Former Republic Steel building sold
Fetches $750,000 from company in packaging industry
WARREN — The lone remaining trace of steelmaking on Pine Avenue SE was purchased for $750,000 by a northern California-based company that manufactures equipment and material for the flexible packaging industry.
The office building for the former Republic Steel was bought by New 999 Pine LLC, a company formed in August that, according to records with the Trumbull County Auditor’s office, shares a mailing address of Converting Technology in Milwaukee.
Converting Technology is an affiliate of San Rafael, Calif.-based PAC Machinery, which operates in the packaging industry. The Milwaukee location specializes in its own brand of pre-opened bags on a roll.
PAC Machinery also has a satellite location, Clamco, in Berea that makes bagging and shrink packaging systems.
Its ties to the packaging industry date to the 1950s. The privately held company’s products include heat- sealing equipment, vacuum sealers, automatic baggers, pre-opened bags on a roll and shrink packaging systems, according to the company’s website.
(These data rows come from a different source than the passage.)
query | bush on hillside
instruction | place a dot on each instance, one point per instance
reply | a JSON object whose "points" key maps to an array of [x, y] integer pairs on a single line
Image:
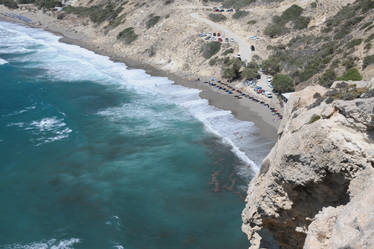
{"points": [[232, 69], [368, 60], [127, 35], [351, 74], [302, 22], [271, 65], [217, 17], [327, 78], [152, 21], [210, 49], [283, 83], [292, 13]]}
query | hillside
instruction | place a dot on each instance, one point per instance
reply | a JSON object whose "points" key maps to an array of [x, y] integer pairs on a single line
{"points": [[314, 188], [311, 41], [319, 174]]}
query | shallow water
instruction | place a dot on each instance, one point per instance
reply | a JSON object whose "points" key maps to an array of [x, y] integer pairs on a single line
{"points": [[95, 155]]}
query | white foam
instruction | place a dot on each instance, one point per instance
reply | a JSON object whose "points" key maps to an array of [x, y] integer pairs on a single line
{"points": [[71, 63], [49, 130], [48, 244], [2, 61]]}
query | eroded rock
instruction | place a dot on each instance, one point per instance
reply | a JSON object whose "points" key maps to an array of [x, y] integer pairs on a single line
{"points": [[308, 192]]}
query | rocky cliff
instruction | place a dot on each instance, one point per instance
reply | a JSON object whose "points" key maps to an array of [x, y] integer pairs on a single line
{"points": [[315, 188]]}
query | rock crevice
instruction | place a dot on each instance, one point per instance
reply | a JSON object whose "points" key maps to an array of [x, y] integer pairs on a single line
{"points": [[320, 168]]}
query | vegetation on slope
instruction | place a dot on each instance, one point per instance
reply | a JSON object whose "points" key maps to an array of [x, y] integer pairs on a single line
{"points": [[127, 35], [292, 14], [9, 3], [324, 54]]}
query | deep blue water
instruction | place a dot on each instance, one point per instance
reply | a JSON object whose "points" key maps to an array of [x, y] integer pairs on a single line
{"points": [[94, 155]]}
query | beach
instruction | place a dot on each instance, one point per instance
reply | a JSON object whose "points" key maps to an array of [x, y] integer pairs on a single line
{"points": [[243, 109]]}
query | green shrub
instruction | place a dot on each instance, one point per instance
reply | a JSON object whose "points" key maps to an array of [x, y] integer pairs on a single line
{"points": [[302, 22], [327, 78], [213, 61], [283, 83], [370, 38], [210, 49], [292, 13], [366, 25], [232, 71], [127, 35], [152, 21], [239, 14], [271, 65], [368, 46], [351, 74], [250, 71], [349, 62]]}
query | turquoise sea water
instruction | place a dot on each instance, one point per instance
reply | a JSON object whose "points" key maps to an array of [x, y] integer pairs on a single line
{"points": [[94, 155]]}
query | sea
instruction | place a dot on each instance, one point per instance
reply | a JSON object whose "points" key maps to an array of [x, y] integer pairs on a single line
{"points": [[98, 155]]}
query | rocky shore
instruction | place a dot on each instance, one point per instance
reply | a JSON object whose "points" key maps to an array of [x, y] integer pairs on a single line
{"points": [[314, 189]]}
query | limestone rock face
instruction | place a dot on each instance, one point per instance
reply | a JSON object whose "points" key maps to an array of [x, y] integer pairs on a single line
{"points": [[315, 188]]}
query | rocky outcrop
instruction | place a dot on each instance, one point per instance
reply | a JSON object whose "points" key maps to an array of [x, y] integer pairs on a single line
{"points": [[315, 188]]}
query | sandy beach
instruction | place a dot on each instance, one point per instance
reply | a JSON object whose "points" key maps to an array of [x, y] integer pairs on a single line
{"points": [[243, 109]]}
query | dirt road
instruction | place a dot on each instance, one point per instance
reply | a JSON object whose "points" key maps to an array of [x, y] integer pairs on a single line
{"points": [[244, 46]]}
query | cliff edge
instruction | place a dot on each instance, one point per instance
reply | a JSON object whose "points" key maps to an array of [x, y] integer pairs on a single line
{"points": [[315, 187]]}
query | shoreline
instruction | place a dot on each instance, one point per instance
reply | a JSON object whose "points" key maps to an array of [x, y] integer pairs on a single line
{"points": [[243, 109]]}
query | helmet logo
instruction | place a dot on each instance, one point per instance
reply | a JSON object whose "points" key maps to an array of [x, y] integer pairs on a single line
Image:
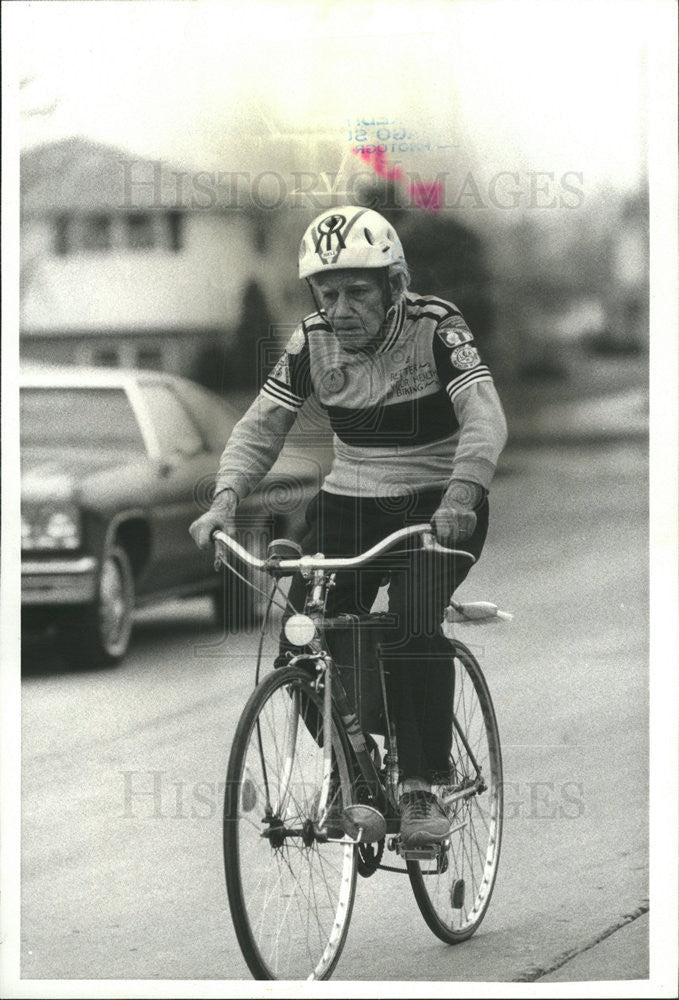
{"points": [[330, 226]]}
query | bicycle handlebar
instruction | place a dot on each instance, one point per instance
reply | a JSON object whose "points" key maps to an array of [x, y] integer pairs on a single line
{"points": [[321, 562]]}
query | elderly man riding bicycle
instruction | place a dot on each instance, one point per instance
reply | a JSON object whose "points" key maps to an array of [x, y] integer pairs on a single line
{"points": [[418, 428]]}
An email seeking comment was sent to PAC Machinery’s vice president of sales and marketing. Chuck Joseph, a Realtor with Platz Realty Group who helped broker the deal, said he did not know what may become of the building.
The sale of the 56,000-square-foot, two-story office building at 999 Pine Ave. SE and the 6.41 acres it sits on was final Sept. 18. The land is valued for taxes at $97,200 and building, $402,800, the auditor’s office shows.
Its previous owner, 999 Pine Avenue LLC of Lisbon, operated by Andrew Blocksom, purchased the building and land for $215,000 in July 2019 from the Community Improvement Corporation of Warren and Trumbull County, according to auditor’s records.
The former Tech Belt Energy Innovation Center in Warren, known now as BRITE Energy Innovators, acquired the property in December 2014 from BDM Warren Steel Holdings and held onto it until unloading it to the CIC in January 2018.
The building is immediately adjacent to the site where for more than 100 years steel was made by several companies, starting with Trumbull Steel Co.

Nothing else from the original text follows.